$f(x) = x|x^2-6|- \frac{3}{2} x^2 +2$
With this function I know that I need to differentiate it in order to find the local maxima and minima points. However it always confuses me a bit on what I should do when there's a modulus/absolute value within the equation. Once I've found the derivative I'm pretty certain on what to do.

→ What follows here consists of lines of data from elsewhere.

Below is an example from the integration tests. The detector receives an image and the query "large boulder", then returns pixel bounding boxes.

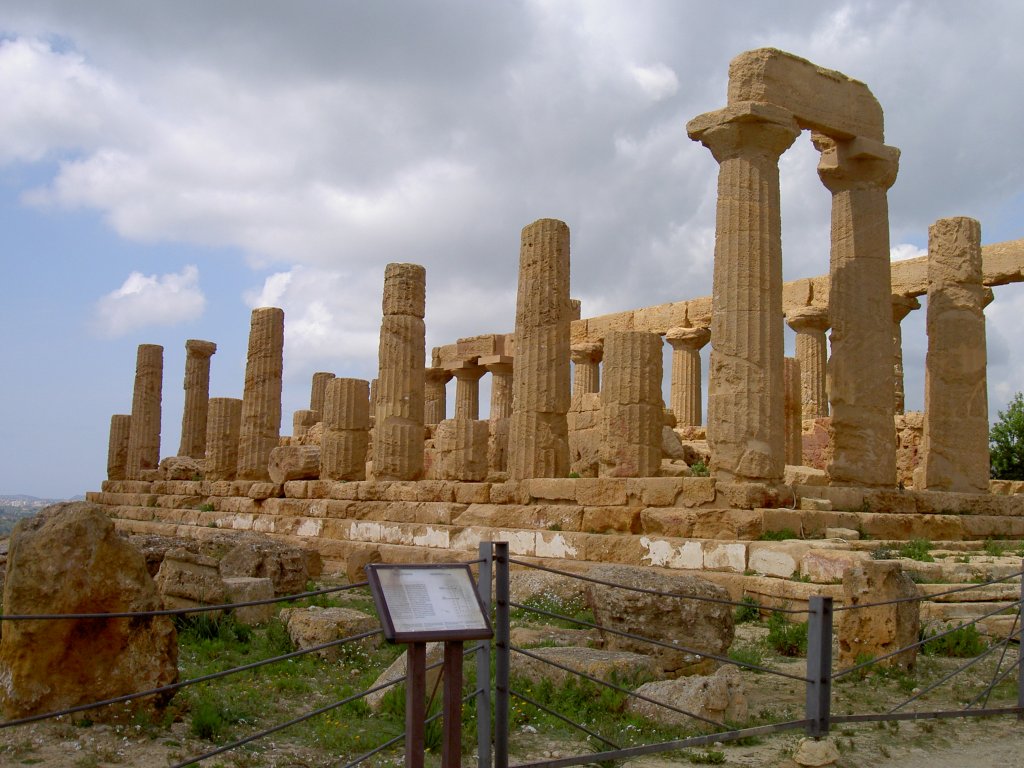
[0,502,178,719]
[839,560,921,669]
[626,667,746,730]
[587,565,733,677]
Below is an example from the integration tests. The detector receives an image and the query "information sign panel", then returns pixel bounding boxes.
[367,563,494,643]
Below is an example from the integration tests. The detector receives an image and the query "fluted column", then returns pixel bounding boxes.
[785,306,828,419]
[687,102,800,481]
[205,397,242,480]
[127,344,164,479]
[665,327,711,427]
[238,307,285,481]
[569,341,604,397]
[374,264,427,480]
[178,339,217,459]
[479,354,512,472]
[814,134,899,486]
[508,219,571,480]
[782,357,804,466]
[423,368,452,424]
[599,331,664,477]
[452,360,486,421]
[893,294,921,414]
[309,371,334,424]
[914,217,989,494]
[106,414,131,480]
[321,378,370,480]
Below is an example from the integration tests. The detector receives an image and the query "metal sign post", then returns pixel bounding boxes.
[367,563,494,768]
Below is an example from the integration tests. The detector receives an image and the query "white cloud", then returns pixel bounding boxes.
[94,264,206,337]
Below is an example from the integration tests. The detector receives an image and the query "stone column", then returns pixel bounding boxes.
[423,368,452,424]
[913,217,988,494]
[106,414,131,480]
[479,354,512,472]
[374,264,427,480]
[205,397,242,480]
[782,357,804,467]
[451,359,486,421]
[309,371,334,424]
[893,294,921,414]
[785,306,828,419]
[238,307,285,481]
[508,219,572,480]
[599,331,664,477]
[127,344,164,479]
[569,341,604,397]
[687,102,800,482]
[665,327,711,427]
[321,379,370,480]
[178,339,217,459]
[814,134,899,486]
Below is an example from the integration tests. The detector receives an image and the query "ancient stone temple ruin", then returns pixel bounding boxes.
[89,49,1024,626]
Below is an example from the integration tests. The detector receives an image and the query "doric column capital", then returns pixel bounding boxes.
[785,305,830,333]
[893,293,921,323]
[686,101,800,163]
[569,341,604,366]
[423,368,452,385]
[811,133,899,194]
[185,339,217,357]
[665,326,711,350]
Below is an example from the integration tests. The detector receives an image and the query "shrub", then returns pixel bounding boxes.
[732,595,761,624]
[988,392,1024,480]
[765,610,807,656]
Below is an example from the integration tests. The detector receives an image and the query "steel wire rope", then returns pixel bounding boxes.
[0,629,383,729]
[889,622,1010,713]
[509,645,728,729]
[509,600,811,683]
[0,582,368,622]
[831,570,1024,612]
[509,557,807,613]
[509,688,623,750]
[833,603,1020,680]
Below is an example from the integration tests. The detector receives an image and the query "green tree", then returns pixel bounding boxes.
[988,392,1024,480]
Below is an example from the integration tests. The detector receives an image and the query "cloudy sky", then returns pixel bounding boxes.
[0,0,1024,497]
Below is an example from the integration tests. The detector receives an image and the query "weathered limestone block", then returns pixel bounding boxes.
[373,264,426,480]
[665,326,711,427]
[237,307,285,480]
[155,549,227,608]
[178,339,217,459]
[508,219,571,479]
[516,647,660,686]
[0,502,178,718]
[205,397,242,480]
[224,577,276,627]
[686,101,800,482]
[812,133,899,487]
[914,217,988,494]
[626,667,746,730]
[587,565,733,677]
[839,560,921,669]
[106,414,131,480]
[600,331,664,477]
[127,344,164,479]
[434,419,489,482]
[280,605,380,660]
[267,445,321,482]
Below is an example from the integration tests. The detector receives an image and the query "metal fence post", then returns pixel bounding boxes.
[495,542,510,768]
[806,595,833,737]
[476,542,494,768]
[1008,560,1024,720]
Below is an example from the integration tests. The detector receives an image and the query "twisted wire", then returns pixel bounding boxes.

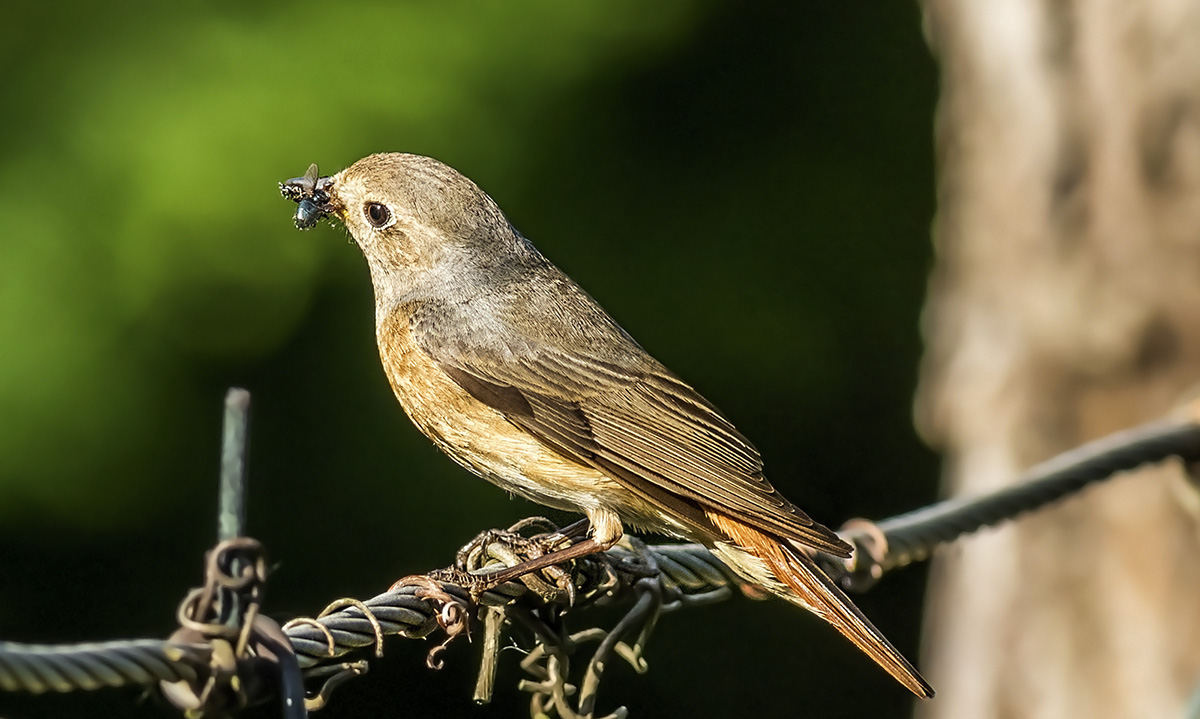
[877,421,1200,571]
[283,544,737,669]
[0,640,210,694]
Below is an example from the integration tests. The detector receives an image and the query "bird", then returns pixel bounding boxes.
[281,152,934,697]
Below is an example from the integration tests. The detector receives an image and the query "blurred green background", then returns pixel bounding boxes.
[0,0,937,719]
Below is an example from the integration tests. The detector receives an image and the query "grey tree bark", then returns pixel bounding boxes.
[917,0,1200,719]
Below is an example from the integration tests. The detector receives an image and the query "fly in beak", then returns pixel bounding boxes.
[280,162,334,229]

Anyways what I'm thinking right now is to have three cases. Firstly when $x^2$ is greater than 6, secondly when $x^2$ is less than 6 and finally when it's equal to 6. Is this the right approach? I'm also going to test $f(-2)$ & $f(4)$ since they're the limits.
Best Answer
hint
Observe that $$-\sqrt{6}<-2<\sqrt{6}<4$$ and $$-\sqrt{6}<x\le \sqrt{6}\implies$$ $$ |x^2-6|=-x^2+6$$
$$\sqrt{6}\le x\le 4\implies |x^2-6|=x^2-6$$
Thus , at $ [\sqrt{6},4]$, $$f'(x)=3x^2-6-3=3(x^2-3)>0$$ and at $ [-2,\sqrt{6}] $, $$f'(x)=6-3x^2-3=3(1-x^2)$$
You have to check $ f(\pm 1) $.